Whoa whoa whoa! Then when I came outside, you know downtown - Cleveland is not that lit up.
- Oh snap, Jumanji did it.
We're here.
Gentleman, here it is! La furnace.
La furnace just sound like a Mexican orgy or something, man.
Giant white cats! Oh snap! What are we gonna do? - Keef, you know what we gotta do.
- I know.
- We gotta give up.
- Absolutely.
Nah nah nah nah, I got a better plan.
I'll distract the tigers by feeding them mushrooms.
- What? - And doing a little bit of rapping.
Ah okay.
That makes sense.
Wait, you want some mushrooms? Well, you keep pushing them on us, so yeah, I guess we'll take them.

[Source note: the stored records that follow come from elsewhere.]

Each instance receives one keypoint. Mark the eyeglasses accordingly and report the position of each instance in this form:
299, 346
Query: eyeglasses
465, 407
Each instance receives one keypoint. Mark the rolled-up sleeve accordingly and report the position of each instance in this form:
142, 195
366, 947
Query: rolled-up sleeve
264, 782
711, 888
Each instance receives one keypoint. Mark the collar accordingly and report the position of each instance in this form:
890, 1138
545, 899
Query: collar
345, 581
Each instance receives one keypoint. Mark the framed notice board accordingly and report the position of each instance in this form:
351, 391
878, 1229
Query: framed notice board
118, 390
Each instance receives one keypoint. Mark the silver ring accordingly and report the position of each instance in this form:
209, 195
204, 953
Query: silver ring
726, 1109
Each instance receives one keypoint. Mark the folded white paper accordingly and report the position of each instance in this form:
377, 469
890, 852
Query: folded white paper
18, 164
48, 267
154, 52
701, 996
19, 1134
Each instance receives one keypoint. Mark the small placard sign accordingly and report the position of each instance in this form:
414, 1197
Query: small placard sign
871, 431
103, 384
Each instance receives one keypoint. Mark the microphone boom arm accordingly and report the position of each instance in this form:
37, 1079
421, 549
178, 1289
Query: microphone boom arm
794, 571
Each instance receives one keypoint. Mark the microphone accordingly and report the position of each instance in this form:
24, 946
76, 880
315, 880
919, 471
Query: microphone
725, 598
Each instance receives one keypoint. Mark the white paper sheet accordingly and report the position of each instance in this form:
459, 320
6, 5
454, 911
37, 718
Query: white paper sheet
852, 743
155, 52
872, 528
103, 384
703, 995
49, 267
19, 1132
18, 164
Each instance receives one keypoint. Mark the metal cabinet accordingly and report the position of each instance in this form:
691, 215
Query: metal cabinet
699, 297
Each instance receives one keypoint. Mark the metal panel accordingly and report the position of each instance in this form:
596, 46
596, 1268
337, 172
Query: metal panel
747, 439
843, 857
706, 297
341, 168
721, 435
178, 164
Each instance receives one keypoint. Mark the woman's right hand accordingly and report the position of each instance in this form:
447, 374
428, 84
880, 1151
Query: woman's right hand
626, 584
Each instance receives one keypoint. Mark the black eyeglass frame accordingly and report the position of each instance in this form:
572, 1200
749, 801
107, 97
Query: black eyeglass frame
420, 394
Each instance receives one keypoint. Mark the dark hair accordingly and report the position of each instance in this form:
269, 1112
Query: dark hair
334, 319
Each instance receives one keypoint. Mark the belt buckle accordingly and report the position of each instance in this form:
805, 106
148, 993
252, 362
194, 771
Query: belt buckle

Sounds like he has it under control.
- Let's go inside.
- # rapping out on a fast pace # like my name was Biggie Dig but I don't know no Diddy, got some dirty mind and with me got some Bobby and that Whitney but Christina and Britney she sent me to then she drive along with that caddy she wit it, I'm wit it she wit it, I'm wit it she wit it, I'm wit it.
Yo, I think the mushrooms are Kicking in.
Go go go go.
Go, Lucas brothers.
Go turn the furnace on! Aw sh We need something to light the furnace.
- Oh, I got this lighter.
- No! We cannot use that lighter.
The streets won't be kind to us for using the lighter with a chick with a penis.
Hello, boys, - you gotta use the lighter.
- Naw, we can't do it, Jake.
Not for you, not for anybody.
If you don't, you'll never get that moving van! Jake's pretty persuasive.
- We gotta do it for the van.
- All right, I'll do it for the van.
Streets, I'm sorry.
Yo! We need more fuel for the fire! Don't worry, I'm gonna sacrifice my body to save the Lucas brothers! Thanks, Jumanji, you're a true warrior.
I told you Jumanji was gonna save us twice in one day.
Yes, you did, Kenny, yes, you did.
I'll see you soon, Lucas brothers! Jumanji, you forgot your mushrooms! I'm so high right now, man.
Whoa! What the Hey, Jake, we got the money for the van.
Oh, so close, but fair is fair and my word is bond.
Let her down, boys! Cool.
- Bye, Satan.
- Sorry we didn't get to work things out.